|
A portion of a sequence, called subsequence, may occur repeatedly and have distinctive feature. This portion is known as motif, and will act as the starting point for any analysis of biological data. The motif may recur often in a set of protein sequences, with some variations. Generally, it has some important functional role. For example, it may contain information preserved by the evolutionary process.
The pattern is generally used to represent anything that occurs repeatedly. It is used in all walks of life. From a statistical point of view, it is a repeated occurrence of sequential data. There are sequence and structure patterns that can be used to characterize proteins. Motifs are short patterns. A motif may represent biological information like the tertiary structure of the protein. On the other hand, a pattern is statistical rather than biological. A pattern can be defined as a motif if it is conserved strongly within a given set of sequences. All motifs are patterns, but not vice-versa.
The genomic code that determines when and where transcription occurs is written in DNA sequence upstream and downstream of the transcription start site. Nuclear proteins that bind to these sequence elements in a sequence-specific manner determine the transcriptional activity of the locus.
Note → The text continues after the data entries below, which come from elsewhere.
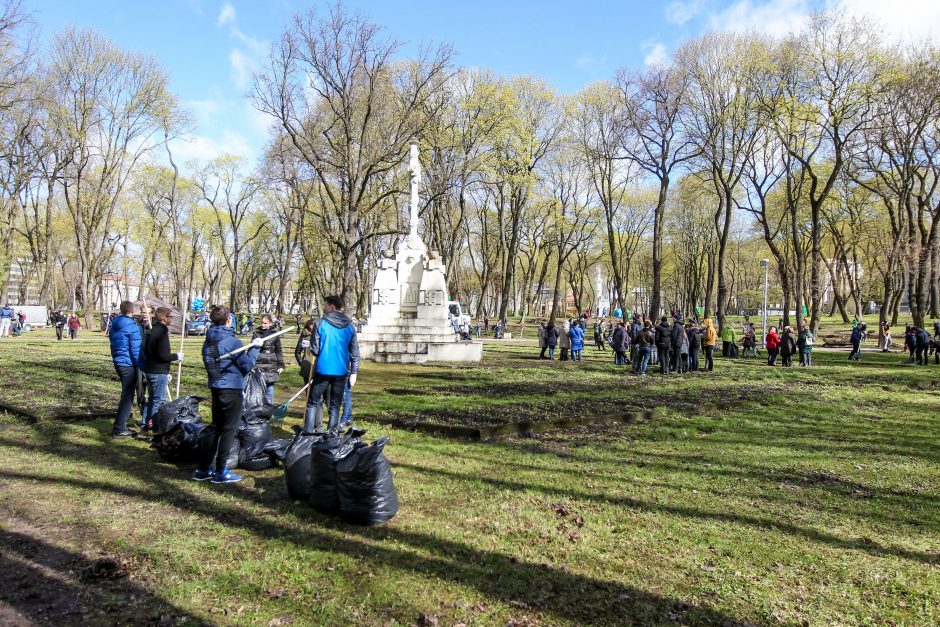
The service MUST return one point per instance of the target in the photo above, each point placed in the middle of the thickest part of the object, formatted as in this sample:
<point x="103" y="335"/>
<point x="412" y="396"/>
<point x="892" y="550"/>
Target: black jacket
<point x="270" y="357"/>
<point x="156" y="350"/>
<point x="551" y="336"/>
<point x="663" y="336"/>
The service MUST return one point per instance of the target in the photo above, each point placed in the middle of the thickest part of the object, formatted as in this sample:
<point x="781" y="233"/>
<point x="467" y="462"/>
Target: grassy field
<point x="754" y="496"/>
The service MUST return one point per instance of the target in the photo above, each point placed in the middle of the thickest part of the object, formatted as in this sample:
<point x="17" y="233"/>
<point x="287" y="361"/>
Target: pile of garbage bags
<point x="339" y="474"/>
<point x="181" y="436"/>
<point x="336" y="473"/>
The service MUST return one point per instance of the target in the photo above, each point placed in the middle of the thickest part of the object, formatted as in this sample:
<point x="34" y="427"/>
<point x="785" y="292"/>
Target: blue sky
<point x="210" y="47"/>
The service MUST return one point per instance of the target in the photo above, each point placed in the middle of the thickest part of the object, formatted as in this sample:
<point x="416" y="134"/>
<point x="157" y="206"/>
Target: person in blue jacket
<point x="126" y="340"/>
<point x="576" y="333"/>
<point x="226" y="382"/>
<point x="856" y="341"/>
<point x="335" y="348"/>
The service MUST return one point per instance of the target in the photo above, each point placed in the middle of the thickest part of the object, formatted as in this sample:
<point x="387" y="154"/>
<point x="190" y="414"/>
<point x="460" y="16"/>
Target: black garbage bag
<point x="256" y="390"/>
<point x="258" y="412"/>
<point x="277" y="448"/>
<point x="297" y="464"/>
<point x="324" y="457"/>
<point x="184" y="409"/>
<point x="253" y="436"/>
<point x="207" y="439"/>
<point x="180" y="442"/>
<point x="259" y="462"/>
<point x="366" y="491"/>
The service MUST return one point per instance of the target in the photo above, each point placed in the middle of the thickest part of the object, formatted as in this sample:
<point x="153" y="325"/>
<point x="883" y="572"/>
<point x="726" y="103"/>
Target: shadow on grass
<point x="56" y="586"/>
<point x="536" y="587"/>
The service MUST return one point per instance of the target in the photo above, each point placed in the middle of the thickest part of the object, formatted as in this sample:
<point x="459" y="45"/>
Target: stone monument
<point x="409" y="320"/>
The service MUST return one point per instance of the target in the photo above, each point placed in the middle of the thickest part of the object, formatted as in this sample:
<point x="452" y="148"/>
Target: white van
<point x="37" y="316"/>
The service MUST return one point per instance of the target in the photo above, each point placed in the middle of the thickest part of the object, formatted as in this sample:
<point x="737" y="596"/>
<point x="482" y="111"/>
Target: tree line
<point x="817" y="151"/>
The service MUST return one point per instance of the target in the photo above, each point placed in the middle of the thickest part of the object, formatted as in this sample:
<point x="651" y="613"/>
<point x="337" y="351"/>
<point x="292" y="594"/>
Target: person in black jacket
<point x="270" y="361"/>
<point x="551" y="339"/>
<point x="664" y="345"/>
<point x="157" y="358"/>
<point x="695" y="341"/>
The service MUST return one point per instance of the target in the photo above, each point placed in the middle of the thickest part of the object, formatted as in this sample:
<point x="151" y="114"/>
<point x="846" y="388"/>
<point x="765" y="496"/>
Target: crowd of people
<point x="689" y="345"/>
<point x="327" y="353"/>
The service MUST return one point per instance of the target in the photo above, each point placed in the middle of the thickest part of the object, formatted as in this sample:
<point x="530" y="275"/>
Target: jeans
<point x="347" y="405"/>
<point x="128" y="375"/>
<point x="336" y="386"/>
<point x="644" y="355"/>
<point x="226" y="418"/>
<point x="709" y="358"/>
<point x="156" y="393"/>
<point x="665" y="359"/>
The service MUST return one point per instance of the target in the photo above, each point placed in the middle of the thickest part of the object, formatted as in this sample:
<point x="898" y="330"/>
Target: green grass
<point x="755" y="495"/>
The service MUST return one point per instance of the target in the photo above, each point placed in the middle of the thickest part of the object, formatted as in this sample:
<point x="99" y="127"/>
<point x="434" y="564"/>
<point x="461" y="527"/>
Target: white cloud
<point x="911" y="20"/>
<point x="586" y="61"/>
<point x="242" y="67"/>
<point x="203" y="148"/>
<point x="226" y="15"/>
<point x="680" y="12"/>
<point x="655" y="53"/>
<point x="774" y="17"/>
In general, our knowledge of transcription control of any particular gene has been determined empirically. At one time, experimenters cloned individual cDNAs, and used them as probes to measure levels of mRNA one at a time. The availability of cDNA microarrays has permitted complete transcriptome profiling of individual tissue or cell types responding to a stimulus. However, if we could read the transcriptional code, such experiments would become partly redundant. We would be able to predict from genomic DNA sequence that a particular gene will be transcribed in a certain location and in association with genes that might contribute to the same pathway.
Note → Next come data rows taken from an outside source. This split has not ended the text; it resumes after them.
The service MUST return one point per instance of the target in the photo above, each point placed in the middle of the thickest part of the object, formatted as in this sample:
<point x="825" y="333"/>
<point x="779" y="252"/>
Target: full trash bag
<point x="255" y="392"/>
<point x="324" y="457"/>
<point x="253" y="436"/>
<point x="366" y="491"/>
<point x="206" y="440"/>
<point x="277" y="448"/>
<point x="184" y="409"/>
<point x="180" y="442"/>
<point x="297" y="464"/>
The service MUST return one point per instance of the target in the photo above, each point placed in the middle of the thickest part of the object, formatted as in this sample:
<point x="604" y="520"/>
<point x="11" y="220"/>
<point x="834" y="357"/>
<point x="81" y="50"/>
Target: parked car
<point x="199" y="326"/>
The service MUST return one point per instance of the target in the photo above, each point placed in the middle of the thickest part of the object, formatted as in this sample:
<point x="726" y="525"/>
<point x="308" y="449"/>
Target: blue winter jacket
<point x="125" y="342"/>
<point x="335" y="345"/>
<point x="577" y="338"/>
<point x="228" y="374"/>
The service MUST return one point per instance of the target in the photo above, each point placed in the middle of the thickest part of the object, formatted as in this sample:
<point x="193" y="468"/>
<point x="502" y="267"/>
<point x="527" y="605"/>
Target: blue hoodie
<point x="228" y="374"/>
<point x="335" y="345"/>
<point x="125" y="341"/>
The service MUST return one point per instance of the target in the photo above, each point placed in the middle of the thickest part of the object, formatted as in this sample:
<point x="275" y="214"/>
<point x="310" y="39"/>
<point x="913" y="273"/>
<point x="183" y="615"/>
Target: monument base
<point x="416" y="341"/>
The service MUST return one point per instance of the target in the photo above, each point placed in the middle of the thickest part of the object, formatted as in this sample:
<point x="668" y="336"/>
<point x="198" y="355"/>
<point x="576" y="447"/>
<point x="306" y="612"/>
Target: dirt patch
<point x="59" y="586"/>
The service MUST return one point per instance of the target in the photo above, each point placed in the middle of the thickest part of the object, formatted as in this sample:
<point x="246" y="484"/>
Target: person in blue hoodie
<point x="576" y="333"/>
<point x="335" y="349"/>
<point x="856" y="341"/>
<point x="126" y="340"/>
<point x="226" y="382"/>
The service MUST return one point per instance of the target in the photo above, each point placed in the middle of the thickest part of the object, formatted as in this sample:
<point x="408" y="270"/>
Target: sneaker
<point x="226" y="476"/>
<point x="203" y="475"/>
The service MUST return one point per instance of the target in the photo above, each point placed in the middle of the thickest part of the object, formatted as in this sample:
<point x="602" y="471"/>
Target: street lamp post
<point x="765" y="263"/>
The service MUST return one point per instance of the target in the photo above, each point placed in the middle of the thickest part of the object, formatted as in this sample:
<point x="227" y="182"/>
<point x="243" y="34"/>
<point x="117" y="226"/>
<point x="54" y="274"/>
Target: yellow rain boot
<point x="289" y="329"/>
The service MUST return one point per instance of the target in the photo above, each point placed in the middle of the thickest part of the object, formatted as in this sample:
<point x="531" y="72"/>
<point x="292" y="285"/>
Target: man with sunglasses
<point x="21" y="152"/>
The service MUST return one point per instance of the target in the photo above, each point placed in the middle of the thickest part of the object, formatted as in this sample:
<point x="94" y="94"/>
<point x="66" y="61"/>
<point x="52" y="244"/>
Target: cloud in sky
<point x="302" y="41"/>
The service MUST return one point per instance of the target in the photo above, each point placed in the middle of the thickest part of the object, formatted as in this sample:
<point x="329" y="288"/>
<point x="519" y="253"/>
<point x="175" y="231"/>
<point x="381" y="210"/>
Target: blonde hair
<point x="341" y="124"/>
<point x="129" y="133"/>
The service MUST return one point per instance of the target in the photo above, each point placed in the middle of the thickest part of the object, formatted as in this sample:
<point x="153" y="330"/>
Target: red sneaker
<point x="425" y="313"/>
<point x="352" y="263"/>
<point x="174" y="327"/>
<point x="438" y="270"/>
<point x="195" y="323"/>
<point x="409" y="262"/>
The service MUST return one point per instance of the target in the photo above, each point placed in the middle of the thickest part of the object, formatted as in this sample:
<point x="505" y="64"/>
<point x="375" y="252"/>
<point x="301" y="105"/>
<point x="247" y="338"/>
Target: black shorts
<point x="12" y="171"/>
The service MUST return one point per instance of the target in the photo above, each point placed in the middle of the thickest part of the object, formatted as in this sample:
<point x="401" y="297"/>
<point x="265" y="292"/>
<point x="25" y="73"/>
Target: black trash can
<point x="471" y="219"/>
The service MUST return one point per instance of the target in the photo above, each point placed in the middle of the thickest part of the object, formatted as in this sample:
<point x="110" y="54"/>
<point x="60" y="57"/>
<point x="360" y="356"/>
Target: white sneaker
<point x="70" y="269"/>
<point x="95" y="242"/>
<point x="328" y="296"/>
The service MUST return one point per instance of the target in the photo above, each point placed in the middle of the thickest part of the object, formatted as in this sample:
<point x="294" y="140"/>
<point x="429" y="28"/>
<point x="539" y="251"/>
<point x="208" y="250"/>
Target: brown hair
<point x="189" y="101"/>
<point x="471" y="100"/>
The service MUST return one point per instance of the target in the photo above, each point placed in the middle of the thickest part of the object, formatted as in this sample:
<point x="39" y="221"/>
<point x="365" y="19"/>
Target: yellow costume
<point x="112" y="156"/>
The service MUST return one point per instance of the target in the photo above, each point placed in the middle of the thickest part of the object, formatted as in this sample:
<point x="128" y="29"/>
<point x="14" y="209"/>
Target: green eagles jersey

The process of transcription is initiated by the binding of RNA polymerase and associated proteins of the preinitiation complex to the transcription start point (TSP). Binding and initiation are controlled by transcription factors bound to elements within the vicinity of the TSP. Although transcriptional output is commonly measured experimentally as if transcription were an analog process, it is actually digital. In a higher eukaryote, each diploid cell has two copies of each strand of DNA, packaged in a nucleoprotein complex called chromatin and visible as a chromosome. At the level of a single gene on one chromosome, there are two forms of regulation that are, essentially, all or nothing. Firstly, the locus can be lineage, it switches off transcription of genes that will not be required for differentiated functions, and assembled into heterochromatin, which is transcriptionally silent. Aside from silent genes, within a given cell there are many other genes that are not actively transcribed at any particular time, and may be acutely and reversibly induced. They are in an active chromatin state, but signals from the environment determine whether mRNA is produced. There is a great deal of evidence that this is also a digital phenomenon at the level of individual DNA templates in single cells. Since transcription is a digital process, the transcriptional codes, and the binding of specific DNA binding proteins, work by determining the probability that a gene is available for transcription, and whether, subsequently, it is actually transcribed at any particular time. The actual level of mRNA in cells is also regulated at other levels; the rate of transcriptional elongation, splicing and processing, nuclear export and translation into proteins.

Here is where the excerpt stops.